Daniel Borkmann <daniel@xxxxxxxxxxxxx> · Wed, 18 Mar 2020 21:58:07 +0100

On 3/18/20 7:33 AM, Song Liu wrote:
On Mar 17, 2020, at 4:08 PM, Song Liu <songliubraving@xxxxxx> wrote:
On Mar 17, 2020, at 2:47 PM, Daniel Borkmann <daniel@xxxxxxxxxxxxx> wrote:

Hm, true as well. Wouldn't long-term extending "bpftool prog profile" fentry/fexit
programs supersede this old bpf_stats infrastructure? Iow, can't we implement the
same (or even more elaborate stats aggregation) in BPF via fentry/fexit and then
potentially deprecate bpf_stats counters?
I think run_time_ns has its own value as a simple monitoring framework. We can
use it in tools like top (and variations). It will be easier for these tools to
adopt run_time_ns than using fentry/fexit.

Agree that this is easier; I presume there is no such official integration today
in tools like top, right, or is there anything planned?

Yes, we do want more supports in different tools to increase the visibility.
Here is the effort for atop: https://github.com/Atoptool/atop/pull/88 .

I wasn't pushing push hard on this one mostly because the sysctl interface requires
a user space "owner".

On the other hand, in long term, we may include a few fentry/fexit based programs
in the kernel binary (or the rpm), so that these tools can use them easily. At
that time, we can fully deprecate run_time_ns. Maybe this is not too far away?

Did you check how feasible it is to have something like `bpftool prog profile top`
which then enables fentry/fexit for /all/ existing BPF programs in the system? It
could then sort the sample interval by run_cnt, cycles, cache misses, aggregated
runtime, etc in a top-like output. Wdyt?

I wonder whether we can achieve this with one bpf prog (or a trampoline) that covers
all BPF programs, like a trampoline inside __BPF_PROG_RUN()?
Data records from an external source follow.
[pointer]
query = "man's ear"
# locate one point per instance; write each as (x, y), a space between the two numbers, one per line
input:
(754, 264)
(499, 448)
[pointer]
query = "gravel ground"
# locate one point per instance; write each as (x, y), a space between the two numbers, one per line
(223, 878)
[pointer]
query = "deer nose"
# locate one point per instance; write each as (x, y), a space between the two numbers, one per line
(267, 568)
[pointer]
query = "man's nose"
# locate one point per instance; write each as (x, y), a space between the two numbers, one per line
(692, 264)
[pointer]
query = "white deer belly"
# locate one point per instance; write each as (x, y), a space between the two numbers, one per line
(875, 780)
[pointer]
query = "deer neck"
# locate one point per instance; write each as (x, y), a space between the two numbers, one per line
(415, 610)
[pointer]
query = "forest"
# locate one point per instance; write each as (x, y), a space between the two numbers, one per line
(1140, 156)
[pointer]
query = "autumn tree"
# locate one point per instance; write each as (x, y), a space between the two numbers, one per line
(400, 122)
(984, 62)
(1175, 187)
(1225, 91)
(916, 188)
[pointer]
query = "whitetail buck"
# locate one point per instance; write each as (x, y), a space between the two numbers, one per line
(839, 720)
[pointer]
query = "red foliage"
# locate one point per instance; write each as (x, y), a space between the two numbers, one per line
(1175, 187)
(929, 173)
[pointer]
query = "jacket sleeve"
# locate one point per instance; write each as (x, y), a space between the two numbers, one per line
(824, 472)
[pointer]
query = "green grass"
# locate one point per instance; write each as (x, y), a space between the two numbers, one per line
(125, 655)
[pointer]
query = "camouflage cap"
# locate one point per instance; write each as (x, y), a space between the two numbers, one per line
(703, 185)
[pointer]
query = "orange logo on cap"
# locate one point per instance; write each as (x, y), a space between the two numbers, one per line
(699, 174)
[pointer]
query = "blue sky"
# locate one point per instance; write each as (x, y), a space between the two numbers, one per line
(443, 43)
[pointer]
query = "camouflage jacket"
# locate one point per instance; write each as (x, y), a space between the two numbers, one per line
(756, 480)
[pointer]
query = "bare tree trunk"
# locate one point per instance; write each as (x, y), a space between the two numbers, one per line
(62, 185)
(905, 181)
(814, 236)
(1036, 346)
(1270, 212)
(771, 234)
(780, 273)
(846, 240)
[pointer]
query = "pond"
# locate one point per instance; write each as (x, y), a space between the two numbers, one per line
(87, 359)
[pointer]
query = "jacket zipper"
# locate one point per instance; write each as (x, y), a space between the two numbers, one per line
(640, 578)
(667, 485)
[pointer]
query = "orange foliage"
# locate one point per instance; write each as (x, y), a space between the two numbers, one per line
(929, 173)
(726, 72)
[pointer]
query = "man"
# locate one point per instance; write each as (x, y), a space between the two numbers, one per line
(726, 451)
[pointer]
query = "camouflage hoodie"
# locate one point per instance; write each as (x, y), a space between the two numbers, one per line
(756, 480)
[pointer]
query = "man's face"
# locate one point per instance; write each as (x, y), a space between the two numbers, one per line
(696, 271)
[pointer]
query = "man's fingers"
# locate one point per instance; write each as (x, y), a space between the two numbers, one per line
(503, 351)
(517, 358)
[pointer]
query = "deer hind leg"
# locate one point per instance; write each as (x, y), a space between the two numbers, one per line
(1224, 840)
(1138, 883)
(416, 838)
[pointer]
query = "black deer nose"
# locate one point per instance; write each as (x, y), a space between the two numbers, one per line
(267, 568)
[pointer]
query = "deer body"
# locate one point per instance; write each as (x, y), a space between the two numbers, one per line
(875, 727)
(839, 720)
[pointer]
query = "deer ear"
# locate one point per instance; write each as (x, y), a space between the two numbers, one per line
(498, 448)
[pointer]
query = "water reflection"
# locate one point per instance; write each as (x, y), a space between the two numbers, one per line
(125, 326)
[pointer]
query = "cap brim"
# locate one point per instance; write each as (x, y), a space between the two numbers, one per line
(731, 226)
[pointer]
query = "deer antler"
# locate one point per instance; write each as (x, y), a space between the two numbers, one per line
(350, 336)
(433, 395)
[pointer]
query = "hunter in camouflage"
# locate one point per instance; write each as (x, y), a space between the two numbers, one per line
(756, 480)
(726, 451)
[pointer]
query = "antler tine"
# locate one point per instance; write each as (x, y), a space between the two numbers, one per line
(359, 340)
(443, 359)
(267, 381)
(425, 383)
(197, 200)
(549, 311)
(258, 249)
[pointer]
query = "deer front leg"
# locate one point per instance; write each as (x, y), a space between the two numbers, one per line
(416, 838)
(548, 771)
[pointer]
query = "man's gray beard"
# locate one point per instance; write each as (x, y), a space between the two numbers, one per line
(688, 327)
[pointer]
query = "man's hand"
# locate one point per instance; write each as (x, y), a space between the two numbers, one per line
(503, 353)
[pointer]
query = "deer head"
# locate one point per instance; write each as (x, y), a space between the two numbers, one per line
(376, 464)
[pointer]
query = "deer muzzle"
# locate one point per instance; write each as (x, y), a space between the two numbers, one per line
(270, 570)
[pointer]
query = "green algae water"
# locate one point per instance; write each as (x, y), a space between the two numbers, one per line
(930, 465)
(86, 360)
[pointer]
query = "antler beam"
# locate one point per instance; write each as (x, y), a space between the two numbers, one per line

For long term direction, I think we could compare two different approaches: add new
tools (like bpftool prog profile top) vs. add BPF support to existing tools. The
first approach is easier. The latter approach would show BPF information to users
who are not expecting BPF programs in the systems. For many sysadmins, seeing BPF
programs in top/ps, and controlling them via kill is more natural than learning
bpftool. What's your thought on this?

More thoughts on this.

If we have a special trampoline that attach to all BPF programs at once, we really
don't need the run_time_ns stats anymore. Eventually, tools that monitor BPF
programs will depend on libbpf, so using fentry/fexit to monitor BPF programs doesn't
introduce extra dependency. I guess we also need a way to include BPF program in
libbpf.

To summarize this plan, we need:

1) A global trampoline that attaches to all BPF programs at once;

Overall sounds good, I think the `at once` part might be tricky, at least it would
need to patch one prog after another, each prog also needs to store its own metrics
somewhere for later collection. The start-to-sample could be a shared global var (aka
shared map between all the programs) which would flip the switch though.

2) Embed fentry/fexit program in libbpf, which will be used by tools for monitoring;
3) BPF helpers to read time, which replaces current run_time_ns.

Does this look reasonable?

Thanks,
Song